Marcotte was granted a rare glimpse of Stalinist North Korea's sporting culture last year after coaching Ryom and Kim during eight weeks between June and August in Canada.
The 43-year-old had first noticed the duo during an appearance at the Asian Winter Games in Japan last year, where they placed third.
Marcotte made contact with the North Korean delegation to offer encouragement to the pair.
"They have very classical lines while skating to modern music, so it's a nice mix," Marcotte told AFP this week. "They're very charismatic in the way they skate - a lot of emotion and a great connection with each other, so my eyes were drawn to them right away." That initial contact prompted further talks a few weeks later, following a 15th place finish at the World Championships in Helsinki, when a North Korean federation representative and the skaters' coach tapped Marcotte about the possibility of the pair travelling to Canada to train.

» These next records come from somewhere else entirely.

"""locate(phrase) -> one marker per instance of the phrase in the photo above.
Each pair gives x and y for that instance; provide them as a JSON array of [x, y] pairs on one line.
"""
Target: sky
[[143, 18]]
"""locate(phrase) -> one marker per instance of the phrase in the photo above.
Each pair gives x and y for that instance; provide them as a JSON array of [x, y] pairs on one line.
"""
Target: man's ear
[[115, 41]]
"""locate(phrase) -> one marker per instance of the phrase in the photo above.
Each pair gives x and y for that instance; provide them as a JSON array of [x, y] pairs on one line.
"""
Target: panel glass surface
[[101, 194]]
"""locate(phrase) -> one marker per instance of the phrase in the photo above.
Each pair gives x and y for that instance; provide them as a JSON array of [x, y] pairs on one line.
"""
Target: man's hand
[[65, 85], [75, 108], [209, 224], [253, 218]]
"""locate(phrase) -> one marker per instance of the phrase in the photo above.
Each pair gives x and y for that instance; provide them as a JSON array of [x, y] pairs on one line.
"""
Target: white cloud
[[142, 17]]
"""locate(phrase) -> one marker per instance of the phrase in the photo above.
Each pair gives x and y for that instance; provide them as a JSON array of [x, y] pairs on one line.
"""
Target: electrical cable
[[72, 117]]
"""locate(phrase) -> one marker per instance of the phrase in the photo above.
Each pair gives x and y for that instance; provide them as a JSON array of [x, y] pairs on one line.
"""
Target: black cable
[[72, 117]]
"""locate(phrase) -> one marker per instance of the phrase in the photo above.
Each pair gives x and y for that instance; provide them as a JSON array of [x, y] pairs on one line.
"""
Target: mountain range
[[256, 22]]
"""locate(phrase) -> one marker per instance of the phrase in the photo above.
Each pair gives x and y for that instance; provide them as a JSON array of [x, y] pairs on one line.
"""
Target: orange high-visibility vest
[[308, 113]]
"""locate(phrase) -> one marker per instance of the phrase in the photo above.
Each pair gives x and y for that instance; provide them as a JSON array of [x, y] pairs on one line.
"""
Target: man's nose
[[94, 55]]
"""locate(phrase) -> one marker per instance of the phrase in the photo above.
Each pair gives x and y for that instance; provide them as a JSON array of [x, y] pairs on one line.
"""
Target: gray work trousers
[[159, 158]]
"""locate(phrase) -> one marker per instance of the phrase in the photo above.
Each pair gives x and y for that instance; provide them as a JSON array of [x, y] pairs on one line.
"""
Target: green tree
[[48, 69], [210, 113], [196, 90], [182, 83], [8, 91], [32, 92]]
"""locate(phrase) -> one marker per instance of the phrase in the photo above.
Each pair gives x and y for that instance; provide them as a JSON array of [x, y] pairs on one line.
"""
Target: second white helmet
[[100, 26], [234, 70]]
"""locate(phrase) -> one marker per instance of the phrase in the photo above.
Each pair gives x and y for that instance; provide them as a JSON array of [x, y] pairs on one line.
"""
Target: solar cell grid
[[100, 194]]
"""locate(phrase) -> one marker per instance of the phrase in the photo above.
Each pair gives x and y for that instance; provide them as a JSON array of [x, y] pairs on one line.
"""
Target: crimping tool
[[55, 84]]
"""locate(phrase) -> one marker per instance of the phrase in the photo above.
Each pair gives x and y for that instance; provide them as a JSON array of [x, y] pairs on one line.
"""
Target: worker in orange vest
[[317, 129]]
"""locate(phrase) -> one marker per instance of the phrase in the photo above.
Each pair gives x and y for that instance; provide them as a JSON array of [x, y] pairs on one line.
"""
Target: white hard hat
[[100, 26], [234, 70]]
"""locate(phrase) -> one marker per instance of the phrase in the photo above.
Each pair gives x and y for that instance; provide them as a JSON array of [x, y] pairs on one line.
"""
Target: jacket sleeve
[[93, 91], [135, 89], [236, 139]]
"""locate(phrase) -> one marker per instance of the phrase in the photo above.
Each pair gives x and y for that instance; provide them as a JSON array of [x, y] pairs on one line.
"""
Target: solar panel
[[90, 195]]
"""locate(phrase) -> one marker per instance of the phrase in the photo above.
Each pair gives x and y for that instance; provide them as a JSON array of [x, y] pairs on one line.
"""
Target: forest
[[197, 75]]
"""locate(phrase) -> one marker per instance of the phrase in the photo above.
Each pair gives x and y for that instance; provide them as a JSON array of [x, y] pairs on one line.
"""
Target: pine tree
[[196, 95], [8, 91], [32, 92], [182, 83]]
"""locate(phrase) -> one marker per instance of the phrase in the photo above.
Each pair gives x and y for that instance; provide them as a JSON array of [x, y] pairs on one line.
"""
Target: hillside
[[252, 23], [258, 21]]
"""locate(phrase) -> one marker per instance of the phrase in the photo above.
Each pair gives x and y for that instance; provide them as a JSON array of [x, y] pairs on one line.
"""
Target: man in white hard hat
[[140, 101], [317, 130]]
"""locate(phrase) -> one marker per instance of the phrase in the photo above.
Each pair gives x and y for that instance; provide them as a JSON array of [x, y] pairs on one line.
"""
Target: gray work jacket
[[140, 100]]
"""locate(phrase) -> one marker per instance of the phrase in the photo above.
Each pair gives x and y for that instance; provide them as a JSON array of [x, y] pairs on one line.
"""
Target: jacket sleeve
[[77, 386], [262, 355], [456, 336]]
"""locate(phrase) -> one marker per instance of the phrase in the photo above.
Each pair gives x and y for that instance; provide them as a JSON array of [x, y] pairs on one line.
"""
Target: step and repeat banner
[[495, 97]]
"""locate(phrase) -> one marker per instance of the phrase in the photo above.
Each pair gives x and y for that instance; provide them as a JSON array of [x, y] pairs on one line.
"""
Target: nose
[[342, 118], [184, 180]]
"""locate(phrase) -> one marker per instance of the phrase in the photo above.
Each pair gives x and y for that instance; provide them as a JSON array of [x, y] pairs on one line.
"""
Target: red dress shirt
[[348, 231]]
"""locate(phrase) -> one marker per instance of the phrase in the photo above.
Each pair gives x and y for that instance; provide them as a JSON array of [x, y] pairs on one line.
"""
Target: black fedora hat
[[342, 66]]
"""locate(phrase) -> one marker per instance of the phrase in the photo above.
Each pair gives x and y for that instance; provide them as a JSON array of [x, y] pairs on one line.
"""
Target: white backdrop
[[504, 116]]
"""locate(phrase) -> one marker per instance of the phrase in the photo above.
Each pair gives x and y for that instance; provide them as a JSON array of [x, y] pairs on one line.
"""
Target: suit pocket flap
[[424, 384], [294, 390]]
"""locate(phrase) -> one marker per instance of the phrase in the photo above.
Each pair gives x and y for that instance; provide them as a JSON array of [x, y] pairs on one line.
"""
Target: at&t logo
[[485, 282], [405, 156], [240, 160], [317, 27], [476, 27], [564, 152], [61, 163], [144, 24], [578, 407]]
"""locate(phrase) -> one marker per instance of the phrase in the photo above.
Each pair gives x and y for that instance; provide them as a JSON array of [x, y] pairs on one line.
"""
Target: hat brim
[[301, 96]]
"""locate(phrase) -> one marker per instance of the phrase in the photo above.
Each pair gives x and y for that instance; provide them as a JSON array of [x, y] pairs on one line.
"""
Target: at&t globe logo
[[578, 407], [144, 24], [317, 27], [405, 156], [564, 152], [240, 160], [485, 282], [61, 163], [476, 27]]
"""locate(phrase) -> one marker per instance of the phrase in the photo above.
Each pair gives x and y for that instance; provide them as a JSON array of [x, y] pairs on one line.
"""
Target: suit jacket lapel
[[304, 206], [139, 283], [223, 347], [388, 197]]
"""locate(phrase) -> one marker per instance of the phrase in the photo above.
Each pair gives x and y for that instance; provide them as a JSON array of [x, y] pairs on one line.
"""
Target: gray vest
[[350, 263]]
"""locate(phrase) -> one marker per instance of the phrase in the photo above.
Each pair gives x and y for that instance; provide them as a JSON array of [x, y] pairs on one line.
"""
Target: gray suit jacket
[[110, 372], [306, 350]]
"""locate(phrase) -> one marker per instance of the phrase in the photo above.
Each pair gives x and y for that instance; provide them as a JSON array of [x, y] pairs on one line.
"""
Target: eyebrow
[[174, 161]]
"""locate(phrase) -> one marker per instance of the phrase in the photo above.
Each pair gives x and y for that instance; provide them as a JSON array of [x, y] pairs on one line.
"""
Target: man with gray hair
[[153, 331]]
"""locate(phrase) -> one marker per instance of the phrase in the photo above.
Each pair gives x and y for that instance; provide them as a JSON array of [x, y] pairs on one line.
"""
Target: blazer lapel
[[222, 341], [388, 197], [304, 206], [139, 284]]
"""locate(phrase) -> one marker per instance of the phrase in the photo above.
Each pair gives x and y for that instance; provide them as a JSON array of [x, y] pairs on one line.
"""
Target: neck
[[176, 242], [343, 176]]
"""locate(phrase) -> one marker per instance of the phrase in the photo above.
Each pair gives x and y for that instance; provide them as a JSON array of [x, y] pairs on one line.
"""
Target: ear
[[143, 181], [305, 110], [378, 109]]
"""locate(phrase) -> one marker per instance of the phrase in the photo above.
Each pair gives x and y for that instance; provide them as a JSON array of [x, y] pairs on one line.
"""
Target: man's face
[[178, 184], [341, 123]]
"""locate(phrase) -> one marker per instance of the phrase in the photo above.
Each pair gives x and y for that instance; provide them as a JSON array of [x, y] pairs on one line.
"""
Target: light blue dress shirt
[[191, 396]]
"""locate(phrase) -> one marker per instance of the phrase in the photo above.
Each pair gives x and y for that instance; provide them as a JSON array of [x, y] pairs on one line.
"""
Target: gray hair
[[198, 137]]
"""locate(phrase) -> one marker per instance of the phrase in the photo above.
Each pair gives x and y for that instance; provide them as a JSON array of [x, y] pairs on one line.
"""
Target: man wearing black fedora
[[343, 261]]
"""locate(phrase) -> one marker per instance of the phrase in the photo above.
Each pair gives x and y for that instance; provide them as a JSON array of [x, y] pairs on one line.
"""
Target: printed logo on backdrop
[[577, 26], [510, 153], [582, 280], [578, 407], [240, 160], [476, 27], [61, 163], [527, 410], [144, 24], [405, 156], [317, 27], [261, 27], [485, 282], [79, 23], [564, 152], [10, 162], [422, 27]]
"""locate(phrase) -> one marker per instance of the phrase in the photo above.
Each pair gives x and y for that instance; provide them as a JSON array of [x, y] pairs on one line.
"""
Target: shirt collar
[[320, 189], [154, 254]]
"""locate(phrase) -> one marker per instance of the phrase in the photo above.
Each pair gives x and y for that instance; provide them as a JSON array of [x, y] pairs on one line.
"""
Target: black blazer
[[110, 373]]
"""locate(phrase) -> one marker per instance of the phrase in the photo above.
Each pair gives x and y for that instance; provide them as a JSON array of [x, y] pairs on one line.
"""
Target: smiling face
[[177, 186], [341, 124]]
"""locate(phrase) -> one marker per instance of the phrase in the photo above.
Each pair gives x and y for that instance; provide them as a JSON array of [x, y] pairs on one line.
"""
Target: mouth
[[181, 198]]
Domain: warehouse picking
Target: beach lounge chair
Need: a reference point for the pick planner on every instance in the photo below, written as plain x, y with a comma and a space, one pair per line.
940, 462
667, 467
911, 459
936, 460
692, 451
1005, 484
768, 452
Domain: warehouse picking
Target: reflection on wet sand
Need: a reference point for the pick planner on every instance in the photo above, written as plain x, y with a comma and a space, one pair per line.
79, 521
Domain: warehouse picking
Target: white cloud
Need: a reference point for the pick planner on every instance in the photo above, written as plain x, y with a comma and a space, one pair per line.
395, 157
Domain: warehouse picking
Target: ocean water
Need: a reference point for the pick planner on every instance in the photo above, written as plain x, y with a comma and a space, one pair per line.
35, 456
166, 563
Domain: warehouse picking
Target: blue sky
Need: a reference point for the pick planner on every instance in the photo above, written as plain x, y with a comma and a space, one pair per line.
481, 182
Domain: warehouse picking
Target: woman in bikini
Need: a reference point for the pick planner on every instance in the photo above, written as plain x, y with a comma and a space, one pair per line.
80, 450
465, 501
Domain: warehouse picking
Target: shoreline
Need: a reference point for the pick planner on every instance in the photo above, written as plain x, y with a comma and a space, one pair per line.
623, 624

The couple had trained in Canada before, having spent time in Toronto when they first began to skate as a pair three years ago.
The North Koreans - who train for around four hours a day in Pyongyang - requested coaching and choreography assistance from Marcotte during the camp.
Marcotte was required to find lodging for the athletes as well as their coach and a federation official, a former skater who would also act as translator since neither the skaters nor their coach spoke English.
'Really good energy'
As coach of South Koreans Kim Kyueun and Alex Kam, as well as competitors from several other countries, Marcotte was happy to take on the challenge.
Ryom, 18, and Kim, 25, gleaned insights from Canada's two-time world champions Eric Radford and Meagan Duhamel - who is married to Marcotte - during their stay.
"I brought them to the off-ice classes I do since they were very interested in that. They wanted to be stronger, so I took them to my pilates class," Duhamel said.
"They look up to us, but it was really fun for us to train with them. They had a really good energy every day and they worked really, really hard.
"The same as us, they wake up and they want to train every day. They want to be the best athletes in the world and represent their country at the Olympics." In Canada, the pair appeared to have no restrictions on what they did or where they went, Marcotte said.
"They love Canada. They felt safe here. They loved the people," he added. "I hope they come back." Historically, North Korean figure skaters have seldom competed outside their country and, when they do, their talent and ability often comes as a big surprise.
"I wish people would talk about how good the pair is," said Marcotte, who feels they could finish top 10 at the world championships this year.
"They're young. They want to learn. The main thing is they need to get faster. From there, anything's possible." The International Skating Union (ISU) said Wednesday that the pair had met "the necessary technical requirements" to take part in Pyeongchang.
However because North Korea officials missed a registration deadline, Ryom and Kim's fate was now left in the hands of the IOC.
"I don't know what's going to happen. It looks positive. I have faith they'll be there but just like (everyone else), I'm waiting to see what's going to be the outcome," Marcotte said.
North and South Korea will meet at the IOC's headquarters in Lausanne on January 20 to iron out the details of the North's participation at the Games.